O que essas inteligências não alcançam é que as empresas nacionalizadas foram vendidas, em geral a preços de saldo.

O que essas inteligências não alcançam é que, após as privatizações, o sector financeiro afixou durante anos lucros fabulosos e distribuíram 8 mil milhões de dividendos – uma proporção de quase um terço! Como disse alguém, não eram lucros que se distribuíam pelos accionistas, era capital!

O que essas inteligências não querem alcançar é que a banca portuguesa reproduzindo mimeticamente o sistémico comportamento de toda a banca privada do mundo capitalista, alavancou depósitos e endividou-se para lá de todos os limites prudenciais, concedendo créditos de elevado risco, aplicando fundos desregradamente no imobiliário e na especulação bolsista, destruindo valor, pela transformação de poupança e activos em produtos tóxicos. A que se devem juntar as práticas irregulares, ilegais e de pura ladroagem…Segundo o BdP, desde 2008, foram quase 40 mil milhões de “imparidades”.

Há também os que procuram atacar o controlo público/nacionalização como resposta aos desmandos e prejuízos causados pela banca, usando como termo de comparação a gestão “pública” da CGD, e não só.

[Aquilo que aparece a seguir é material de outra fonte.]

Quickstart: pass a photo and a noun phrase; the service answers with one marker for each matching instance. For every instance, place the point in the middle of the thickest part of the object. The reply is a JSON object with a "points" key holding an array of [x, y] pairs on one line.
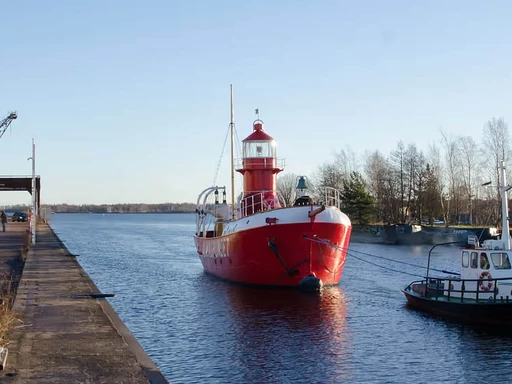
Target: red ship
{"points": [[259, 242]]}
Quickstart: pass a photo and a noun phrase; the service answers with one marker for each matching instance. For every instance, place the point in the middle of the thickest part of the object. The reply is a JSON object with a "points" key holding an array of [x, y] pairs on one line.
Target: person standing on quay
{"points": [[3, 219]]}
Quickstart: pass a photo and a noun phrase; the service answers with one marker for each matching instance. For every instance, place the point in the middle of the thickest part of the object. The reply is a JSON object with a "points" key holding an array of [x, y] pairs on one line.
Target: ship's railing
{"points": [[210, 208], [264, 162], [257, 202], [444, 288]]}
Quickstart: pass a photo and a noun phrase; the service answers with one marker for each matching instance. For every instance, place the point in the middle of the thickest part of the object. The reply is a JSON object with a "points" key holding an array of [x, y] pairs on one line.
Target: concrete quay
{"points": [[61, 334]]}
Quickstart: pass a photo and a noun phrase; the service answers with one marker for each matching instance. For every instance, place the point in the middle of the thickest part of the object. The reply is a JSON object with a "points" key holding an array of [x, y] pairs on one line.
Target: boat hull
{"points": [[481, 313], [272, 254]]}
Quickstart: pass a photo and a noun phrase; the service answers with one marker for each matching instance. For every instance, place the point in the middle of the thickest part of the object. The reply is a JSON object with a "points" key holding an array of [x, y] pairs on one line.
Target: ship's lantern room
{"points": [[265, 148]]}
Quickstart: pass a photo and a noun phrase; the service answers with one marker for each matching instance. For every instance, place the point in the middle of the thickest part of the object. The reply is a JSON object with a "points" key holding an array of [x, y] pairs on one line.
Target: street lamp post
{"points": [[34, 198]]}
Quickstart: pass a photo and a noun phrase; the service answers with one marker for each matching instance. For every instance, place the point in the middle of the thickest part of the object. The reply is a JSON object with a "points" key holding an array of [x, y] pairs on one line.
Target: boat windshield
{"points": [[500, 260]]}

Esquecem (querem fazer por esquecer!) é que o problema da CGD – os casos de gestão pública do que sobrou do BPN, BES/NB, Banif não podem ser aqui inseridos a não ser por manifesta desonestidade intelectual! – foi sempre sob a tutela de governos do PS/PSD/CDS, os de uma gestão inteiramente similar ao das gestões – lógica, critérios, estratégias e objectivos, comportamentos negociais – dos bancos privados.

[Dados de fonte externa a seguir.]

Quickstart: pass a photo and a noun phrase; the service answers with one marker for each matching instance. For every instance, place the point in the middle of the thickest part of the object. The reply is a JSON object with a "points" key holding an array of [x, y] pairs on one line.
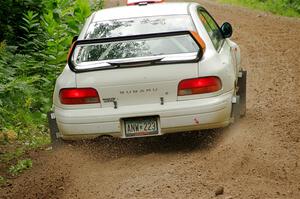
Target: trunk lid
{"points": [[137, 85]]}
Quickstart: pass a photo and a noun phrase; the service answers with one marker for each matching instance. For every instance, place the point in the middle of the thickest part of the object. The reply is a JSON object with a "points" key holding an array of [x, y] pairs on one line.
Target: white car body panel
{"points": [[138, 90]]}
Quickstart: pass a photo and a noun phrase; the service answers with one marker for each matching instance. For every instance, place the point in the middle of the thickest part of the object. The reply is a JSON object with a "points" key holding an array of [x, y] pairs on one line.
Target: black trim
{"points": [[132, 37], [201, 9]]}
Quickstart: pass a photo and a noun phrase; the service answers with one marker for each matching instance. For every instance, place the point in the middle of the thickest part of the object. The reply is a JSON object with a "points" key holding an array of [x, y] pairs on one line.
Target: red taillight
{"points": [[79, 96], [136, 2], [199, 86]]}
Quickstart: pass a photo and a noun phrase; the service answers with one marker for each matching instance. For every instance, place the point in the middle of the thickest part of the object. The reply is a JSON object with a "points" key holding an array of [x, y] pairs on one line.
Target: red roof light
{"points": [[136, 2]]}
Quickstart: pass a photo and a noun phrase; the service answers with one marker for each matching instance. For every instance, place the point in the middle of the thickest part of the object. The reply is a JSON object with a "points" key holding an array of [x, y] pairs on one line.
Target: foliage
{"points": [[30, 64], [289, 8], [20, 167], [11, 13], [9, 156], [3, 181]]}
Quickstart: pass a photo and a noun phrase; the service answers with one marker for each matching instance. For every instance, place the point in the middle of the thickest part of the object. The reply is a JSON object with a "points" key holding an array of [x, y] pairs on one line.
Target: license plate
{"points": [[141, 126]]}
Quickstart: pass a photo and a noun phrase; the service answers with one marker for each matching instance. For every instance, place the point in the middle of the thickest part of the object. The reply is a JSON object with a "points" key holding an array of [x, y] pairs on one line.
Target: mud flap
{"points": [[242, 86], [54, 132], [239, 101], [235, 112]]}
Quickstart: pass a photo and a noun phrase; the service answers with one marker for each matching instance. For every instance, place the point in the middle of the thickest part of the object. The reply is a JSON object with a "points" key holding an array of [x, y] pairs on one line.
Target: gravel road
{"points": [[258, 157]]}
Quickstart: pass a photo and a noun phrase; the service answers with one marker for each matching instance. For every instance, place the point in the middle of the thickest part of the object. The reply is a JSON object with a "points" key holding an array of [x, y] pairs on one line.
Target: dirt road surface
{"points": [[258, 157]]}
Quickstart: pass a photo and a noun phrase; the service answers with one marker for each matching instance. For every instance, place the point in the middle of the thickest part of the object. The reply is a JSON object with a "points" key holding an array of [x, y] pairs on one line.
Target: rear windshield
{"points": [[148, 47], [139, 26]]}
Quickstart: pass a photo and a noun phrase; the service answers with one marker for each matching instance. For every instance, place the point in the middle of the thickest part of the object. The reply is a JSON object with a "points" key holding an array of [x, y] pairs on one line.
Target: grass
{"points": [[20, 167], [290, 8]]}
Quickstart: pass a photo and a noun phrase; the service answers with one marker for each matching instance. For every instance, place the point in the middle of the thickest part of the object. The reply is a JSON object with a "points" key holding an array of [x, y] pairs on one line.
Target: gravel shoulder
{"points": [[258, 157]]}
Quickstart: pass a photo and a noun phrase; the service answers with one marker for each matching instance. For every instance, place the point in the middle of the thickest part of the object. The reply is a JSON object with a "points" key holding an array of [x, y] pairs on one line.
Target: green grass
{"points": [[9, 156], [3, 181], [290, 8], [20, 167]]}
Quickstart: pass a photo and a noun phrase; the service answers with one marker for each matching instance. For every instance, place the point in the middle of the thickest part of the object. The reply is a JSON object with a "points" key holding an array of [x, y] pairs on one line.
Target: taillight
{"points": [[79, 96], [199, 86]]}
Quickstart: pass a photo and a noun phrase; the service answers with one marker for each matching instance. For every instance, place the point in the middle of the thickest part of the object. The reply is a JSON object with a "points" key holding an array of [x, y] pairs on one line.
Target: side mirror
{"points": [[226, 29], [74, 39]]}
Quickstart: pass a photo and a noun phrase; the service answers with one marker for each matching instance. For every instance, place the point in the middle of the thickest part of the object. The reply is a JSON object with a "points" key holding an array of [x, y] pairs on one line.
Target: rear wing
{"points": [[194, 35]]}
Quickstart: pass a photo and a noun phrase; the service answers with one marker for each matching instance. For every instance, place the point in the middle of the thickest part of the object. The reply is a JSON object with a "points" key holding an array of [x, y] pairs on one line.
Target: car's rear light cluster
{"points": [[199, 86], [79, 96]]}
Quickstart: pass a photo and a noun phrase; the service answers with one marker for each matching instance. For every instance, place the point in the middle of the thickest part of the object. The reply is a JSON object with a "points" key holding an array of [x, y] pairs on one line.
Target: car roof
{"points": [[155, 9]]}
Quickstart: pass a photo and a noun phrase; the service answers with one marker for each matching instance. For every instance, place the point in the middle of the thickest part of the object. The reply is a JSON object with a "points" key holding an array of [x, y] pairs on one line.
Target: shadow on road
{"points": [[112, 148]]}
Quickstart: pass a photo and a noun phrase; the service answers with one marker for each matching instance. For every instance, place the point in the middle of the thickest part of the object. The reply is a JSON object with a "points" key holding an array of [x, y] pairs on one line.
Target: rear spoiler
{"points": [[193, 34]]}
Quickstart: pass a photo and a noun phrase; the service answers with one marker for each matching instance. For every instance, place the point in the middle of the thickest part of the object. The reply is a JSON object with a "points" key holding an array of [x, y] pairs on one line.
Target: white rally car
{"points": [[148, 69]]}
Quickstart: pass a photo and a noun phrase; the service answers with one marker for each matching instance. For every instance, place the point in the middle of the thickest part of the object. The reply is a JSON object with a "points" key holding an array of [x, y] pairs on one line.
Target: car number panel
{"points": [[141, 126]]}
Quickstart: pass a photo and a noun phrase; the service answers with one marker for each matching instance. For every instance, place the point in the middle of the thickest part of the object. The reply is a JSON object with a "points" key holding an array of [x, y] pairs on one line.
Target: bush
{"points": [[30, 64], [282, 7]]}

É uma evidência que não basta à banca ser pública, quando o poder público está ao serviço dos grandes interesses privados! Mas mesmo assim há uma pequena diferença, que o enviesamento ideológico não deixa alcançar. A diferença. A dimensão dos impostos pagos pela CGD. Os milhões de euros de lucros/dividendos arrecadados pelo Estado.

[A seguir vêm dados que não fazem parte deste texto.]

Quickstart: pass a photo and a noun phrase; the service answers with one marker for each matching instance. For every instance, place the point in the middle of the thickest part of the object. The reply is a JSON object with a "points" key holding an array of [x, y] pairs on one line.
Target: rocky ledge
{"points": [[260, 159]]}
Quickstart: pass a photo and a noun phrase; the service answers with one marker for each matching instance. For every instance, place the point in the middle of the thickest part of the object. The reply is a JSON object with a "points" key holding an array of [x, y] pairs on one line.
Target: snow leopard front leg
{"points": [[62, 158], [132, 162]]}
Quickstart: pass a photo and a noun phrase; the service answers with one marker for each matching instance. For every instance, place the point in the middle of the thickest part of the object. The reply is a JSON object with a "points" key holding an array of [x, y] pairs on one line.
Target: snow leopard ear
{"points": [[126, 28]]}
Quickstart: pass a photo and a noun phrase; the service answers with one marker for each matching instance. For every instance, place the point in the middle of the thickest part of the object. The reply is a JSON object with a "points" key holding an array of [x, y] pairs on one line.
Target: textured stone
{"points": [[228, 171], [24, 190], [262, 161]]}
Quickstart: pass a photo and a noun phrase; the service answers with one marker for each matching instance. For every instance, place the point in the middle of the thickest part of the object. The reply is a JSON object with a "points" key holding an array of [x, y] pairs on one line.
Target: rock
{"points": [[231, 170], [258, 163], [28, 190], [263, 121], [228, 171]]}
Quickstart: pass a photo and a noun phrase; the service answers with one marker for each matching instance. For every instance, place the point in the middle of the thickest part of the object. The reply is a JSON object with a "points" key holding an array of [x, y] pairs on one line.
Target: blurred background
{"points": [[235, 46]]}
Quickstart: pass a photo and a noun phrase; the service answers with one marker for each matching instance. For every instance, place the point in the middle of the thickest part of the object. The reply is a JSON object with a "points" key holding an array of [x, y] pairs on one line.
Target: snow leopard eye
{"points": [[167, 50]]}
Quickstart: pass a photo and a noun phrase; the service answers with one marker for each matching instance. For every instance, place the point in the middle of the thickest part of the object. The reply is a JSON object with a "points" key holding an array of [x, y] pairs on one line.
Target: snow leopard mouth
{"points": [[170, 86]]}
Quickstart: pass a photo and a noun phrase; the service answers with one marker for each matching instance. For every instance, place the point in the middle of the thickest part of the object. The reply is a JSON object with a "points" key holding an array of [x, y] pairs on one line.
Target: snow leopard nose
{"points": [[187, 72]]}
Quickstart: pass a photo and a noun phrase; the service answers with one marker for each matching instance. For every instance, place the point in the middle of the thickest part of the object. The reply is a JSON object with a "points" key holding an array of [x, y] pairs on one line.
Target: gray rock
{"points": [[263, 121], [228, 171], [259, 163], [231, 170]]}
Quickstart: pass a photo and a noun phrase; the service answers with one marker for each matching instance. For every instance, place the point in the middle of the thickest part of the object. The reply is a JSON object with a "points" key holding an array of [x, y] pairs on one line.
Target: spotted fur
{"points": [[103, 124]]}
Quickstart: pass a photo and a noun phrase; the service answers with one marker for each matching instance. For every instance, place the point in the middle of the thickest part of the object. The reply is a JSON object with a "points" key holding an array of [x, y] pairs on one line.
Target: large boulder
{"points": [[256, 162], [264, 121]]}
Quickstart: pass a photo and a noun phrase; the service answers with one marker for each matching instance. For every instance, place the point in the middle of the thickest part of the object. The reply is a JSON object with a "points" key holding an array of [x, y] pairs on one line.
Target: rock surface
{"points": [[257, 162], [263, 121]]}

3. É já hoje fácil ver a factura da aritmética contabilística das privatizações. Fixemo-nos apenas no sector bancário.

Segundo o tal Livro Branco (do Governo PS/MF Sousa Franco) as receitas das privatizações do Sector Bancário do período 1989/1997, foram avaliadas em 3. 634, 8 milhões de euros e a preços correntes. Ou seja 3,6% do PIB (1997). Que agora compara (mal comparado que seja) com os 11,3% do PIB (19,5 mil milhões de euros) que o Estado Português segundo o BCE (2015) gastou, no período 2008/2014, a salvar bancos (ainda não contabilizava os custos acrescidos do Banif…).

A estes prejuízos públicos dever-se-á, nesta aritmética-contabilística, juntar o valor, atrás referido, dos lucros/dividendos que o Estado não recebeu, por causa da privatização.

Mas há que ir mais além daquela aritmética-contabilística, e referir muitos outros e graves prejuízos.

4. A recuperação capitalista e monopolista, com a reconstituição dos grupos económicos monopolistas, via privatizações, e onde assumiu um papel central a privatização do sector financeiro, teve e tem consequências, que estão bem à vista, na experiência destes quase 30 anos de fúria privatizadora.

Não. Os grupos económicos monopolistas não foram nem serão «núcleos de racionalidade económica», como afirmavam alguns. Mas núcleos de racionalização de interesses privados, segundo o seu muito antigo, conhecido e natural critério de racionalidade: a maximização da taxa de lucro. Haja o que houver. Sejam as consequências quais forem: económicas, sociais, políticas ambientais, para a independência e soberania nacionais. Para os trabalhadores e o povo português.

Uma política alternativa exige a ruptura com o domínio do capital monopolista, com os grupos económicos monopolistas transformados nas células estratégicas da estrutura e funcionamento do tecido económico.

Nessa ruptura, terá um papel chave a criação de uma banca pública, um sector financeiro sob controlo público.